The problem with Data.. more we solve more it goes back to the same place
150 years ago Jean-Baptiste Alhonse Karr wrote “plus ca change, plus c’est la même chose – the more things change, the more they stay the same…
And so it is with our attempt to put our arms around Enterprise Data in an organization. We go from Data Balkanization to Data Centralization back to Data Balkanization with each iteration promising nirvana but finally realizing that things are back to where we started but faster and with greater ability to know for sure that we are not where we exactly wanted to be.
Data in the 1970/80’s was in ‘flat files’ written by COBOL programs. These were good for running operational applications but completely inaccessible when it came to ‘analysis’. Also each application had its own ‘Data’ in its own ‘files’. So in the 1990’s we moved all these disparate sources of inaccessible data files into huge monolithic ‘Data Warehouses’.
All data from the flat files was poured into structured formats into these Data Warehouses. All the enterprise data was now available ‘in one place’. Except that it was managed by the IT team, with very rigid rules and the sheer size and complexity meant that each time the business wanted any query, they had to wait in queue. Unfortunately, businesses do not run at the speed at which IT (in those days) could react and business domains started creating their own individual small Data Warehouses which were ‘Domain Specific’ called ‘Data Marts’.
These Data Marts were very efficient in serving the needs of the business domain like ‘Sales’, ‘Production’ or ‘Marketing’, but two big problems arose. One is that Enterprise Data started going out of sync. So a Customer name in the Sales Data Mart was now different from the Customer Name in Production and hence there was no way to get a unified view of the Customer, the Product, Sales or anything. So then people started putting complex rules of governance to define ‘Who is a Customer’ and ‘What is a Product’ to be followed by all individual ‘Domains’. But once again business will move at a higher speed than what rules can do to tie it down. The other problem was that while all the above was to do with ‘Structured Data’, it left out the fastest growing volume of new Data which was ‘Unstructured Data’. A Customer ID number with a Customer Name is structured Data. A tweet from a customer complaining about a product is unstructured data but one that just as critically important. So organizations needed to solve for both of the above problems.
Came the Data Lake. Into Data Lakes, just as in the Data Warehouses of old, all the Enterprise Data was poured in, both Structured and Unstructured giving one monolithic place where all the organizational data could be accessed.
We were back to where we started – a monolithic data repository managed by IT which could not be accessed by the business with the ease and speed required.
And by this time Cloud architecture was already there, with scalability and access to storage becoming a non issue. And that has brought us to the latest in this iteration with the Data Mesh architecture, where once again, just like the Data Marts of old, individual business domains are creating their own view of the Data. And thanks to the opportunities afforded by Cloud architecture, unlimited Storage and superfast Computing Speeds, a centralized governance infrastructure of rules surrounding who owns which Data and how to access Data across lines of ownership without having to go back to IT to make massive changes.

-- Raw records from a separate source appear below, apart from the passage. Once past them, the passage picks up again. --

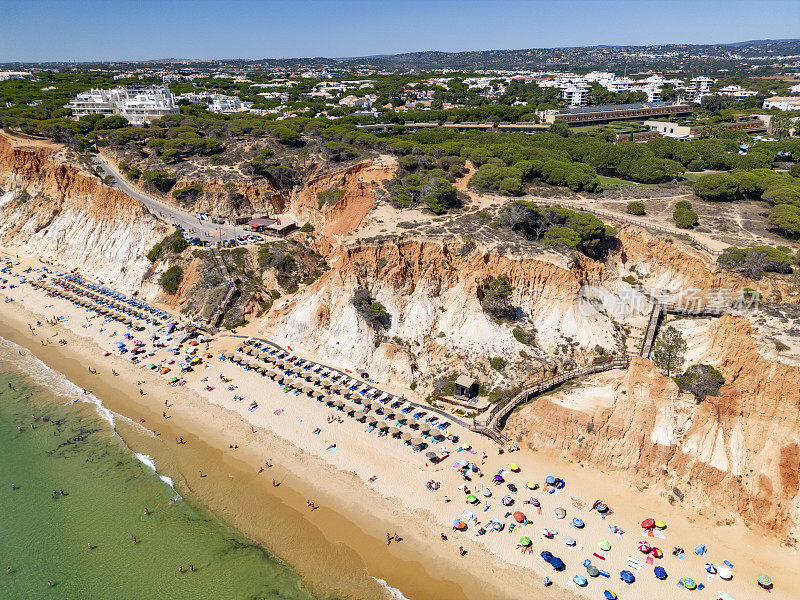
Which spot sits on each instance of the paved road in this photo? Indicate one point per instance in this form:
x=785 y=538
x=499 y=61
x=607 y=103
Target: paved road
x=205 y=230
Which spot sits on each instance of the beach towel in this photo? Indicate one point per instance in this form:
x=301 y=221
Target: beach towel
x=634 y=564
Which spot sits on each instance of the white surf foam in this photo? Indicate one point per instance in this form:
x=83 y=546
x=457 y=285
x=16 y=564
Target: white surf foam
x=149 y=462
x=391 y=593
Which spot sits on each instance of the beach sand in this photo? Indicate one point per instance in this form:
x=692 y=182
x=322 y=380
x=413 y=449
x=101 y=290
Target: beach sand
x=342 y=545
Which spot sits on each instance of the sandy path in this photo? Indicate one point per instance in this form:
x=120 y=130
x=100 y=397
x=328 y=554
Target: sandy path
x=398 y=500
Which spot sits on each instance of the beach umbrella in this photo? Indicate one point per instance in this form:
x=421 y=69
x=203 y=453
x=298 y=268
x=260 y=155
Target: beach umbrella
x=724 y=572
x=627 y=576
x=764 y=581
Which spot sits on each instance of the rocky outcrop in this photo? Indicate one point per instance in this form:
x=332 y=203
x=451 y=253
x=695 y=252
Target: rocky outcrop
x=57 y=210
x=732 y=454
x=430 y=287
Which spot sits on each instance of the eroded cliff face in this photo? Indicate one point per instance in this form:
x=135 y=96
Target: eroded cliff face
x=734 y=454
x=55 y=210
x=433 y=286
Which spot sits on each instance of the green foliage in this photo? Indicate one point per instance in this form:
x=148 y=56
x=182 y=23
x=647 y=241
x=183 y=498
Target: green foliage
x=701 y=381
x=785 y=219
x=757 y=260
x=373 y=312
x=635 y=208
x=684 y=216
x=717 y=187
x=171 y=279
x=668 y=350
x=495 y=294
x=331 y=196
x=189 y=193
x=497 y=363
x=523 y=337
x=559 y=226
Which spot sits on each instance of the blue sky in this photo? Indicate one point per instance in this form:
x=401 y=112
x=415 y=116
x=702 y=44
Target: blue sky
x=38 y=30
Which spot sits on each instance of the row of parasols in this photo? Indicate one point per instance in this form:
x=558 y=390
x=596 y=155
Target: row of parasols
x=416 y=437
x=109 y=302
x=106 y=311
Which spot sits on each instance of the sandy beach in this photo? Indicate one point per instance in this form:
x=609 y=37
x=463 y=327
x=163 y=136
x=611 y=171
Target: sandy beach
x=341 y=546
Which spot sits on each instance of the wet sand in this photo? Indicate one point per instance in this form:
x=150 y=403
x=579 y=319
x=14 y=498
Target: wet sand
x=335 y=552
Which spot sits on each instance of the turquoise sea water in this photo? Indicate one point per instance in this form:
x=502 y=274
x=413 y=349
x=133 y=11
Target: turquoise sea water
x=106 y=489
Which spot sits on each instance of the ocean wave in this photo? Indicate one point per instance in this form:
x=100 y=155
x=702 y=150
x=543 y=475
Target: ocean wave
x=149 y=462
x=391 y=593
x=30 y=366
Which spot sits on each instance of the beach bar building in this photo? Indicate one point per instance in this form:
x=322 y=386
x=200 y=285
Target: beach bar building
x=465 y=388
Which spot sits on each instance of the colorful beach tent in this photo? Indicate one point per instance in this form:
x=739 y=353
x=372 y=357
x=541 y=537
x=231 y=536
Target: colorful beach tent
x=627 y=576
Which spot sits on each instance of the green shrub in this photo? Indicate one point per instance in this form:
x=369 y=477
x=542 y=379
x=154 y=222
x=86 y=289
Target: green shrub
x=635 y=208
x=497 y=363
x=522 y=336
x=685 y=218
x=717 y=187
x=171 y=279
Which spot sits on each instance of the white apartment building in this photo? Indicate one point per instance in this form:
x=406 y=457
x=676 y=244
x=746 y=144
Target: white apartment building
x=137 y=104
x=782 y=103
x=575 y=96
x=219 y=103
x=736 y=92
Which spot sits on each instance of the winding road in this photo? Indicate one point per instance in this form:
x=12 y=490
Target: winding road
x=205 y=230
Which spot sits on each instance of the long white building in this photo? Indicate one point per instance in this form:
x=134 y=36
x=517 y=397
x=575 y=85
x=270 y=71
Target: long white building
x=137 y=104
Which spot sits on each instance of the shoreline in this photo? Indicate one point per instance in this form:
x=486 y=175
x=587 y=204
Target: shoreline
x=324 y=542
x=344 y=537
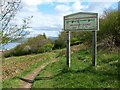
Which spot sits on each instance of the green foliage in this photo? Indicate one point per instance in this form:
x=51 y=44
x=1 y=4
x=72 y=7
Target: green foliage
x=81 y=74
x=38 y=44
x=109 y=28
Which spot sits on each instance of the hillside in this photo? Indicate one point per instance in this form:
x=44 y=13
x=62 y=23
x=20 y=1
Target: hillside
x=81 y=74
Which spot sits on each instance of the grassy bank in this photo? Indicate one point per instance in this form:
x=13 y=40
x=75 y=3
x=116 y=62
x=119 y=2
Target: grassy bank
x=81 y=74
x=18 y=67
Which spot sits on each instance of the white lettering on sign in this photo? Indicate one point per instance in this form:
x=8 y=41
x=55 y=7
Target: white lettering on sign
x=81 y=21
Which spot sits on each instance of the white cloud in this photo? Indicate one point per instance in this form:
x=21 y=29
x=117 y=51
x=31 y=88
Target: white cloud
x=51 y=24
x=62 y=8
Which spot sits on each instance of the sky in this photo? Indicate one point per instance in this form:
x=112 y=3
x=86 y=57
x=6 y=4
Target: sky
x=48 y=14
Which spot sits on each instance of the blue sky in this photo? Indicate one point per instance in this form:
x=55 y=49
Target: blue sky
x=48 y=14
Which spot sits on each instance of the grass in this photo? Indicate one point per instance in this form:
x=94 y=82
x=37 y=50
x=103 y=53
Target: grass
x=13 y=81
x=81 y=74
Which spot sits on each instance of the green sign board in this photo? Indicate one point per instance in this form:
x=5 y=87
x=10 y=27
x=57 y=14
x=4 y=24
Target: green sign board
x=81 y=21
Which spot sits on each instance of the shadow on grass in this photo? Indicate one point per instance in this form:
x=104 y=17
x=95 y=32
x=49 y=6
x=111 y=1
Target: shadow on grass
x=88 y=70
x=26 y=80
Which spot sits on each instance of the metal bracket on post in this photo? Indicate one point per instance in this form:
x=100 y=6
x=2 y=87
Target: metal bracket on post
x=68 y=48
x=94 y=48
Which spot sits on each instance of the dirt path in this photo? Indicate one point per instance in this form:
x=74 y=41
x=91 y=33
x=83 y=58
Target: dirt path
x=27 y=81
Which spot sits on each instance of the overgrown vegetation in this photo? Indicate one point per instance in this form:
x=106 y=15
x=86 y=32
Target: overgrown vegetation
x=81 y=74
x=108 y=35
x=39 y=44
x=18 y=67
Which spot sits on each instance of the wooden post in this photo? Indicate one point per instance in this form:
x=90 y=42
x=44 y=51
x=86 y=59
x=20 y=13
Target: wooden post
x=68 y=48
x=94 y=48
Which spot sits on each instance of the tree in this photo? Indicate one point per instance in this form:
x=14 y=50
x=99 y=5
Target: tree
x=9 y=31
x=109 y=28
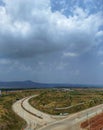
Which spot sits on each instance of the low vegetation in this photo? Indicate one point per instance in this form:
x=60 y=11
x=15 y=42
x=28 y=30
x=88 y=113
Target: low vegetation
x=74 y=99
x=8 y=119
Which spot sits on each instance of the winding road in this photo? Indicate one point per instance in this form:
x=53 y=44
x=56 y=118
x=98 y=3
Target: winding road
x=37 y=120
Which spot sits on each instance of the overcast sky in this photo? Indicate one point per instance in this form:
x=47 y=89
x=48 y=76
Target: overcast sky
x=54 y=41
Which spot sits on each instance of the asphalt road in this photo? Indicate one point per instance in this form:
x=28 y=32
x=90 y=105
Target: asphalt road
x=48 y=122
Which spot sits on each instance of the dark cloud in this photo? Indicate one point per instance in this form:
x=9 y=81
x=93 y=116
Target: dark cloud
x=42 y=44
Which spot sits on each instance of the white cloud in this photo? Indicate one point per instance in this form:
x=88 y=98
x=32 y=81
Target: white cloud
x=69 y=54
x=32 y=25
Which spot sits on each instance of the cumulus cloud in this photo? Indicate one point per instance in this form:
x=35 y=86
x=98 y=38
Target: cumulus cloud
x=30 y=27
x=35 y=31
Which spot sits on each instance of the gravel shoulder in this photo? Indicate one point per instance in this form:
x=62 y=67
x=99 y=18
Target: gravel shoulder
x=48 y=122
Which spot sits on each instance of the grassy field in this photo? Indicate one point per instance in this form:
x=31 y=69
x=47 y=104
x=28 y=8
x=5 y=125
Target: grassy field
x=8 y=119
x=77 y=99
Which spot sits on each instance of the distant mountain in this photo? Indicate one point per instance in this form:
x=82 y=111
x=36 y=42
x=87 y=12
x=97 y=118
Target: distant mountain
x=30 y=84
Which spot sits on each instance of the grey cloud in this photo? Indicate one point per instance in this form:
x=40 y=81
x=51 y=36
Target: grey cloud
x=46 y=46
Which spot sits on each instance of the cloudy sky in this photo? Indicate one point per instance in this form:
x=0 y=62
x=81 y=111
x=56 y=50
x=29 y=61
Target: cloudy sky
x=54 y=41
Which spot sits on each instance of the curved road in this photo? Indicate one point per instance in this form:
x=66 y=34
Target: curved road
x=41 y=121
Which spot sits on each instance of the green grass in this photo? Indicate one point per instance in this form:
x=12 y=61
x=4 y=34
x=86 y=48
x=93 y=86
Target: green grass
x=8 y=119
x=48 y=100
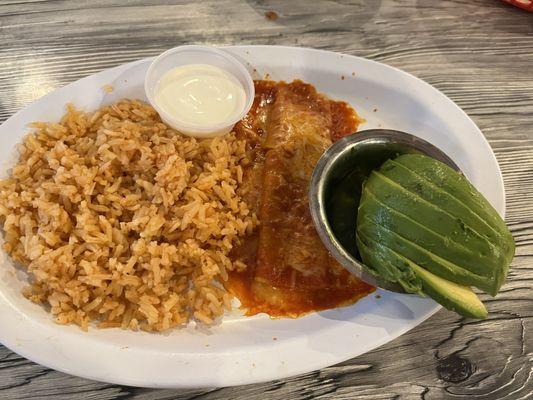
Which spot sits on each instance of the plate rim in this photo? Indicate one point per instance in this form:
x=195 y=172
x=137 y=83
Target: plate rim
x=77 y=369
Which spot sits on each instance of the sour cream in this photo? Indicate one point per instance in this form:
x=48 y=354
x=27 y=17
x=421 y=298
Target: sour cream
x=200 y=95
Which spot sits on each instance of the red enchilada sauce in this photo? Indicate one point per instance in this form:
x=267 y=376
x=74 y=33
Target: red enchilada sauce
x=289 y=272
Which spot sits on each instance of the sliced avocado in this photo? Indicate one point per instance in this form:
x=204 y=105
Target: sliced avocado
x=423 y=256
x=454 y=297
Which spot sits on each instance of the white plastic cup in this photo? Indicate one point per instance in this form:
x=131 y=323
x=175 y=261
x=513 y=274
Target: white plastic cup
x=193 y=54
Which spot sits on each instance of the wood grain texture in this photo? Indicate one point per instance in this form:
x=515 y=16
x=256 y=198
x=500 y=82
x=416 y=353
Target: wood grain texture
x=478 y=52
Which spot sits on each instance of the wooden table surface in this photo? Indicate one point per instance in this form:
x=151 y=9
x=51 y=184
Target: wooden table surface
x=478 y=52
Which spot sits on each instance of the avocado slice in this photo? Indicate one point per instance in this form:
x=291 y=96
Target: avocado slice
x=453 y=296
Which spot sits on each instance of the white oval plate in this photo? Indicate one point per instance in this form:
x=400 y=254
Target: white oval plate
x=246 y=350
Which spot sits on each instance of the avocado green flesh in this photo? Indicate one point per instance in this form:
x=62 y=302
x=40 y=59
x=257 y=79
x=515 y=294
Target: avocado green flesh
x=374 y=255
x=423 y=225
x=420 y=234
x=430 y=192
x=454 y=184
x=393 y=196
x=424 y=257
x=454 y=297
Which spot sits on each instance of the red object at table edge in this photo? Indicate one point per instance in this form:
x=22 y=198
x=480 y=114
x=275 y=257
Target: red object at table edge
x=525 y=4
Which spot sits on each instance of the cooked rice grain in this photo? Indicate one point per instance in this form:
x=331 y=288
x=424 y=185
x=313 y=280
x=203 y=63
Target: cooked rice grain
x=123 y=221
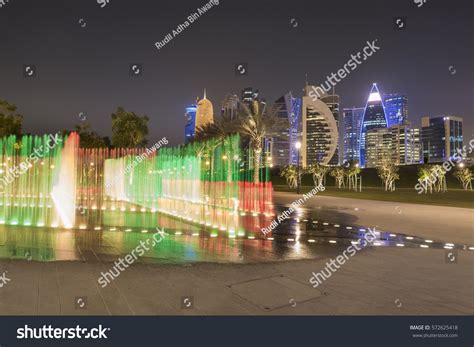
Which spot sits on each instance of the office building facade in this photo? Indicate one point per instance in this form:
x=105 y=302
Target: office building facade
x=332 y=101
x=190 y=127
x=319 y=136
x=374 y=118
x=378 y=146
x=441 y=136
x=406 y=144
x=396 y=109
x=283 y=144
x=352 y=120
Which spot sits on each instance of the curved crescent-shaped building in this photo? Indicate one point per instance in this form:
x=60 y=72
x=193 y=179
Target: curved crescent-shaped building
x=319 y=132
x=374 y=118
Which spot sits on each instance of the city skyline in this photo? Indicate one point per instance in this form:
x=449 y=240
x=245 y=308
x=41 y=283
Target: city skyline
x=84 y=70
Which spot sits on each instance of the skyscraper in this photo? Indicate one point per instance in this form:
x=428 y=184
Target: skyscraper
x=248 y=96
x=378 y=146
x=406 y=145
x=190 y=127
x=283 y=147
x=230 y=107
x=204 y=112
x=374 y=117
x=396 y=108
x=332 y=101
x=441 y=137
x=319 y=131
x=352 y=118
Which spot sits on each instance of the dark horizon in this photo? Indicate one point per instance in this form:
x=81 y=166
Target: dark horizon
x=86 y=68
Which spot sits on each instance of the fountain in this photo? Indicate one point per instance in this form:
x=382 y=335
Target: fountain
x=205 y=184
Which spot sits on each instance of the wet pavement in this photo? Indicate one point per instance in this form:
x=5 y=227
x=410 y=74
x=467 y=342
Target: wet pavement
x=301 y=236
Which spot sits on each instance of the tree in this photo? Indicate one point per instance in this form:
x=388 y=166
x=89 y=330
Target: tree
x=128 y=129
x=440 y=174
x=319 y=172
x=258 y=122
x=90 y=139
x=425 y=179
x=465 y=177
x=432 y=177
x=290 y=173
x=338 y=173
x=10 y=121
x=221 y=128
x=352 y=171
x=388 y=172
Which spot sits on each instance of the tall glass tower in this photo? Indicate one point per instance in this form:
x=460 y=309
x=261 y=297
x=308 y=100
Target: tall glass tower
x=351 y=132
x=332 y=101
x=189 y=128
x=374 y=118
x=284 y=151
x=396 y=109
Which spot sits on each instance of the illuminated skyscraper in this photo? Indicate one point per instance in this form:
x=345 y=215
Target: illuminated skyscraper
x=406 y=145
x=204 y=112
x=396 y=109
x=190 y=127
x=230 y=107
x=319 y=131
x=248 y=95
x=378 y=146
x=332 y=101
x=374 y=117
x=441 y=137
x=351 y=129
x=283 y=147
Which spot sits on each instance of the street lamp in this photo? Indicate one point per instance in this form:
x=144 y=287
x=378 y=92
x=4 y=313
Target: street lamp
x=298 y=147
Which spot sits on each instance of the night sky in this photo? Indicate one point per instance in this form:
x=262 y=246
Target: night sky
x=86 y=68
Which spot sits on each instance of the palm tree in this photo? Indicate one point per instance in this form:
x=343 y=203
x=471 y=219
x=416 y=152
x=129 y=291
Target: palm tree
x=388 y=172
x=440 y=174
x=352 y=170
x=129 y=129
x=465 y=176
x=219 y=131
x=258 y=122
x=290 y=173
x=10 y=120
x=338 y=173
x=425 y=179
x=319 y=172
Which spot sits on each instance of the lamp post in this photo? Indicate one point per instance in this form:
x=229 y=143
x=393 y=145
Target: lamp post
x=298 y=147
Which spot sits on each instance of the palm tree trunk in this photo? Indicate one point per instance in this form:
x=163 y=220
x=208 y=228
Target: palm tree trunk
x=256 y=163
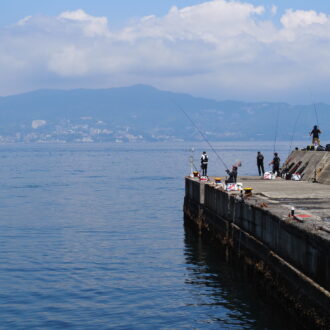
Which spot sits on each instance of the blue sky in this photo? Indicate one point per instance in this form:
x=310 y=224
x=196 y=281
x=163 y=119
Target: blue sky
x=244 y=50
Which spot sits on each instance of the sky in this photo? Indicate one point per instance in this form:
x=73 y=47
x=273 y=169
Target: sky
x=240 y=50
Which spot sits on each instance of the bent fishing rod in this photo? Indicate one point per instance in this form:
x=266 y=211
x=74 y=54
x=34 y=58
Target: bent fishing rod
x=202 y=134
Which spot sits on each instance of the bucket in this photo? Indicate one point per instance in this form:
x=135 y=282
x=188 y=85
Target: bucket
x=217 y=180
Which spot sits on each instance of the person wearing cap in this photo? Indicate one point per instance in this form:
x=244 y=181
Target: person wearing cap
x=260 y=163
x=204 y=162
x=232 y=175
x=276 y=163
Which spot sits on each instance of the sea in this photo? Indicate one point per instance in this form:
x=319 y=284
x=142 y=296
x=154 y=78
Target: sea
x=92 y=237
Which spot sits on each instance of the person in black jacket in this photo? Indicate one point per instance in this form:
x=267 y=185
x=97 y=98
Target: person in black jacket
x=204 y=162
x=276 y=163
x=232 y=175
x=260 y=163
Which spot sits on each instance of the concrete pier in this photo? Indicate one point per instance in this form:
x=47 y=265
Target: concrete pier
x=291 y=254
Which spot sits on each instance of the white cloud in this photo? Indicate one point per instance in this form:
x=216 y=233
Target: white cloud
x=38 y=123
x=225 y=49
x=91 y=26
x=274 y=10
x=299 y=18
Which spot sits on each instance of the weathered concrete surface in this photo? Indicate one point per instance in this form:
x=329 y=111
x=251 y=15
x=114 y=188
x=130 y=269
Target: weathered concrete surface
x=306 y=197
x=294 y=252
x=314 y=165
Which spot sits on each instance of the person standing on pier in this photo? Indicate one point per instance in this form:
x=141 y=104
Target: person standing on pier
x=316 y=135
x=276 y=163
x=232 y=175
x=204 y=162
x=260 y=163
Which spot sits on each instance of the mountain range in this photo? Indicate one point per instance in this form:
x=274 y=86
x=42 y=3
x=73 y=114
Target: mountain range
x=144 y=113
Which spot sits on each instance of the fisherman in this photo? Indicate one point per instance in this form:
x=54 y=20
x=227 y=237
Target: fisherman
x=260 y=163
x=315 y=132
x=204 y=161
x=276 y=163
x=232 y=175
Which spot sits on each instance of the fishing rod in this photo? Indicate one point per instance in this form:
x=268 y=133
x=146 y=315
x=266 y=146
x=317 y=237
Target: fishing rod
x=294 y=129
x=315 y=110
x=276 y=128
x=202 y=134
x=316 y=116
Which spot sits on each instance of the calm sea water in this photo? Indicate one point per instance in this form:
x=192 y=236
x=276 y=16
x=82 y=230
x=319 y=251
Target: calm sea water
x=92 y=237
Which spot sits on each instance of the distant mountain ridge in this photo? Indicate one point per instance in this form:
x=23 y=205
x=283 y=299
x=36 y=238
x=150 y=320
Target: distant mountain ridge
x=144 y=113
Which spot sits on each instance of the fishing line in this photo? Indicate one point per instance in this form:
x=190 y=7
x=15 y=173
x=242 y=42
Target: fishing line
x=276 y=129
x=201 y=133
x=315 y=110
x=316 y=116
x=294 y=129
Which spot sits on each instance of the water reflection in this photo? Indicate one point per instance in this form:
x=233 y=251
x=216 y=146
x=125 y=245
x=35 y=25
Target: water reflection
x=230 y=297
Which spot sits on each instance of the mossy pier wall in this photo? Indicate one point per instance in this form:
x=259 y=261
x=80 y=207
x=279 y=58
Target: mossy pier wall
x=291 y=258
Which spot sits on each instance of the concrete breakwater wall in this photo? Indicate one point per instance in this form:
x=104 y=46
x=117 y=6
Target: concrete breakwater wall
x=293 y=257
x=312 y=165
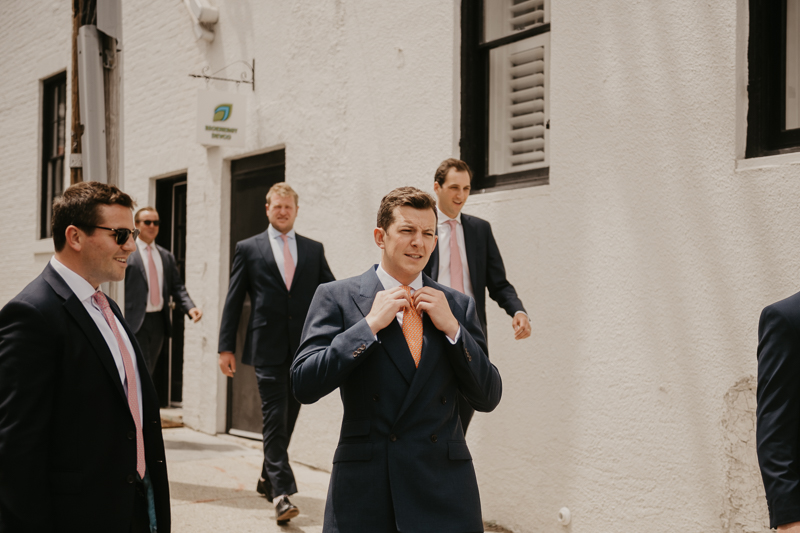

That is now a game changer bringing us back to the Balkanized view of data but with a common governance.
So coming up with the Data Architecture is the critical step for an organization that wants to be Digital Leader. We will not solve all the problems, but we will keep going back to the same place but with greater awareness.
What is the right Data Architecture for my organization that will enable me to harness the power of data completely to improve my Digital Maturity. That is the key question for everybody.